BAILII [Home] [Databases] [World Law] [Multidatabase Search] [Help] [Feedback]

Scottish Court of Session Decisions


You are here: BAILII >> Databases >> Scottish Court of Session Decisions >> Macfarlane v. Colam [1907] ScotLR 47 (01 November 1907)
URL: http://www.bailii.org/scot/cases/ScotCS/1907/45SLR0047.html
Cite as: [1907] ScotLR 47, [1907] SLR 47

[New search] [Printable PDF version] [Help]


SCOTTISH_SLR_Court_of_Session

Page: 47

Court of Session Inner House First Division.

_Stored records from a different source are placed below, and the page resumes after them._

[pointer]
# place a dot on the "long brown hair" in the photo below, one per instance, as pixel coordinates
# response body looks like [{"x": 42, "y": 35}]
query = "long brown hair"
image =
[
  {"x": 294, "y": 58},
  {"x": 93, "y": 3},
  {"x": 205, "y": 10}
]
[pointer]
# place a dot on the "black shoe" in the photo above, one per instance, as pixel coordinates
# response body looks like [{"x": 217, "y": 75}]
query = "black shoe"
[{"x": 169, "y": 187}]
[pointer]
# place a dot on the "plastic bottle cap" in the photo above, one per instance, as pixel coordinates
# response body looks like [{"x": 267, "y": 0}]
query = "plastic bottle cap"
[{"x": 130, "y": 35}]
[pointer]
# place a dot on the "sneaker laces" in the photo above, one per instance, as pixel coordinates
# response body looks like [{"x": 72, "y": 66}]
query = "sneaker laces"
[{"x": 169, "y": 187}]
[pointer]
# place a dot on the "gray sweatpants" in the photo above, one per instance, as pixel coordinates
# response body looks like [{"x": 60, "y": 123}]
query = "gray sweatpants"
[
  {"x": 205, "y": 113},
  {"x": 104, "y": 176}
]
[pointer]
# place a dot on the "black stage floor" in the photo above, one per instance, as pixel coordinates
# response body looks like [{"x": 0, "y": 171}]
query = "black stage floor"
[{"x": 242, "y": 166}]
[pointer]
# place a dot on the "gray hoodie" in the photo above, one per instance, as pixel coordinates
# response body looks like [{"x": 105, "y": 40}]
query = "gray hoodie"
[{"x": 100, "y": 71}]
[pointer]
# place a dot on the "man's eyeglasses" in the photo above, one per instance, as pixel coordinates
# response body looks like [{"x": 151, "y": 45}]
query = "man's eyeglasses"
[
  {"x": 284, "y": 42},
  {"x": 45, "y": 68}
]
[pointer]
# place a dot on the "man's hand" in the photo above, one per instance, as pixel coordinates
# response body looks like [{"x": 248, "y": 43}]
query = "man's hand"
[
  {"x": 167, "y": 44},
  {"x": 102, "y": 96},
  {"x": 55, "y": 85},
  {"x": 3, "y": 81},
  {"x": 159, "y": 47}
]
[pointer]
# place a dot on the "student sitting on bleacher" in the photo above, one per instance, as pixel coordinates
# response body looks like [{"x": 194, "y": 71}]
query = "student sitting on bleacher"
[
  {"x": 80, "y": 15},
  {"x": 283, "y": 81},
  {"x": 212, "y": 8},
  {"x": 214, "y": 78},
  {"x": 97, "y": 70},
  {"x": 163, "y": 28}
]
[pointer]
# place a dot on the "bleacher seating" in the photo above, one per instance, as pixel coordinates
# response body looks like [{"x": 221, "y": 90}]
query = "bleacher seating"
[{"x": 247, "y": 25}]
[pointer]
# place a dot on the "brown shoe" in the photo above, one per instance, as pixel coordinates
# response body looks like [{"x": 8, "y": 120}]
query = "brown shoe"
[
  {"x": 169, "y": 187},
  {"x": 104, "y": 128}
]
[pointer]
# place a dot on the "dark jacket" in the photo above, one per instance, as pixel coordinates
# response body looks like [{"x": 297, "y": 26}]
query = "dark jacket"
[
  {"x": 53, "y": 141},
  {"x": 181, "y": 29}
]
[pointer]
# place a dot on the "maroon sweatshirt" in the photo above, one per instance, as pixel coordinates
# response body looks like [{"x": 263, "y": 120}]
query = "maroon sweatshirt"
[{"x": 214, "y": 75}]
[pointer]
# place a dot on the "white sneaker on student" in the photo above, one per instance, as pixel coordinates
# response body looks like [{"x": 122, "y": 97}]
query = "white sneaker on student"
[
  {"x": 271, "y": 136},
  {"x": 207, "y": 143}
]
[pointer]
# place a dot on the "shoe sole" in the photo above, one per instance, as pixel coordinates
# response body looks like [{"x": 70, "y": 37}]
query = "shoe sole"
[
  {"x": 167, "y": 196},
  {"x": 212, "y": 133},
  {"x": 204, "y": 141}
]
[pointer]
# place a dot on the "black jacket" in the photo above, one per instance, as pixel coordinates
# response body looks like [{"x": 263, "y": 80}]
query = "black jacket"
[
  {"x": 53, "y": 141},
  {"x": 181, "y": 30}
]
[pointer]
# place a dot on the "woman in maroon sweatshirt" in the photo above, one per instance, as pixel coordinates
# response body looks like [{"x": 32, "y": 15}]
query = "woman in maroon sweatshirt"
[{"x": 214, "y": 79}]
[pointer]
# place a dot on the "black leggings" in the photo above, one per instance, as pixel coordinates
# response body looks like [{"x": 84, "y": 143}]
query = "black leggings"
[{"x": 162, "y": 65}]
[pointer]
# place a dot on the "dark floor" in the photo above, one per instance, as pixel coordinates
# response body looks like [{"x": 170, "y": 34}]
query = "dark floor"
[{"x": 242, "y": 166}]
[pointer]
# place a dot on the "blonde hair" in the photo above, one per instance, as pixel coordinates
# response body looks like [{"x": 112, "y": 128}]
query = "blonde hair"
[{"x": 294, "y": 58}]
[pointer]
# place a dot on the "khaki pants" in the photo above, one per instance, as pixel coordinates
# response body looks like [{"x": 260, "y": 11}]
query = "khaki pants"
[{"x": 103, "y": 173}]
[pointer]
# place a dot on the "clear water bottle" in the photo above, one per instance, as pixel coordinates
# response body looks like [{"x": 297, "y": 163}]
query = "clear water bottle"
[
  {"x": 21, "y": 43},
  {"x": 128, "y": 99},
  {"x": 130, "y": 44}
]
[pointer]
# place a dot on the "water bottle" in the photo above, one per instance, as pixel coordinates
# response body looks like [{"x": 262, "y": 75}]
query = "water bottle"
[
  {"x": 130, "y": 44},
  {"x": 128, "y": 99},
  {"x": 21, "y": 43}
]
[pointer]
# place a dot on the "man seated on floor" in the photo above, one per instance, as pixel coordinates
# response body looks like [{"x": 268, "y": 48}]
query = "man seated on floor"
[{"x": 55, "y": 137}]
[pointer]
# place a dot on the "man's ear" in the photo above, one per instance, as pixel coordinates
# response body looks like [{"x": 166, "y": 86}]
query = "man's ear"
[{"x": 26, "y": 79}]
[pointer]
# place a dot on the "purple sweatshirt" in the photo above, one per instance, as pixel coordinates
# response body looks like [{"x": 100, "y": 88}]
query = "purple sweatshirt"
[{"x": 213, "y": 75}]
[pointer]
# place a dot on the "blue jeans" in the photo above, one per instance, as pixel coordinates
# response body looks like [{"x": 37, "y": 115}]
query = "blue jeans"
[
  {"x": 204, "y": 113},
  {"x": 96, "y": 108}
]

[Sheriff Court at Inverness.

Friday, November 1. 1907.

45 SLR 47

Macfarlane

v.

Colam.

Subject_1Reparation
Subject_2Road
Subject_3Motor Car
Subject_4Accident Caused by Horses Shying at Motor Car on Road when Stationary but Unattended — Roads and Bridges (Scotland) Act 1878 (41 and 42 Vict. cap. 51), sec. 123, incorporating the General Turnpike Act 1831 (1 and 2 Will. IV, cap. 43), sec. 96.
Facts:

A motor car, having its machinery stopped, was left unattended on a road, drawn up at the side of the road so as to leave ample room available for passing vehicles. The driver desired to visit a house and was away about fifteen minutes. During his absence the horses in a waggonette, on passing, shied, and damage was done to horses and carriage. An action of damages having been raised in the Sheriff Court, the Sheriff-Substitute held that the driver of the motor had committed a contravention of the General Turnpike Act 1831, section 96, by leaving the motor car unattended, and consequently that the owner thereof was liable in damages. Held that the leaving the motor car unattended had no relation to the accident, which was caused by the shying of the horses and the driver's inability to control them, and defender assoilzied.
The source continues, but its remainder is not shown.